If all arguments are of type CELL, then so is the result. The domain of the result is the Cartesian product of the arguments' domains. See POLYHEDRON[&x] and PCOMPLEX[&x].

arecompatible
```arecompatible(P1::CELL, P2::CELL, P::name)::boolean
```

If P1 and P2 have the same domain PC, then the (optional) third argument P receives a CELL whose domain is PC. (In other words, P receives the minimum of P1 and P2.) See POLYHEDRON[arecompatible] and minimum.

convert/CONE
```convert(P::CELL, CONE)::{FANCONE, CONE}
```

If the domain of P can be converted to a fan (i.e., if all non-empty cells have the same lineality space) then the result is a FANCONE whose domain is this fan.

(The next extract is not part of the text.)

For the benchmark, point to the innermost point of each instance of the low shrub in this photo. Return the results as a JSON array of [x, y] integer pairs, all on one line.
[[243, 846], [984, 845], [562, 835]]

Otherwise, it is an ordinary CONE. See PCOMPLEX[convert/FAN].

convert/POLYHEDRON
If applied to a CELL, this functions removes the domain information. (That is, this function behaves exactly as for a POLYHEDRON.)
domain
```domain(P::CELL)::PCOMPLEX
```

The domain of P. This is the polyhedral complex to which it belongs.

minimum
```minimum(P1::CELL, ...)::CELL
```

The minimum of the given arguments, i.e., the largest cell contained in all of them. All arguments must have the same domain; at least one argument must be given. Note that the minimum is just the intersection of the arguments (but with the additional domain information).

maximum
```maximum(P1::CELL, ...)::{CELL, 'FAIL'}
```

The maximum of the given arguments, i.e., the smallest cell containing them all. If no such cell exists, the functions returns FAIL. All arguments must have the same domain; at least one argument must be given.

preimage
```preimage(P::CELL, A::{mat, rational, real_infinity}, v::vec)::CELL
```

The result is a CELL whose domain is the preimage of the domain of P. See POLYHEDRON[preimage] and PCOMPLEX[preimage].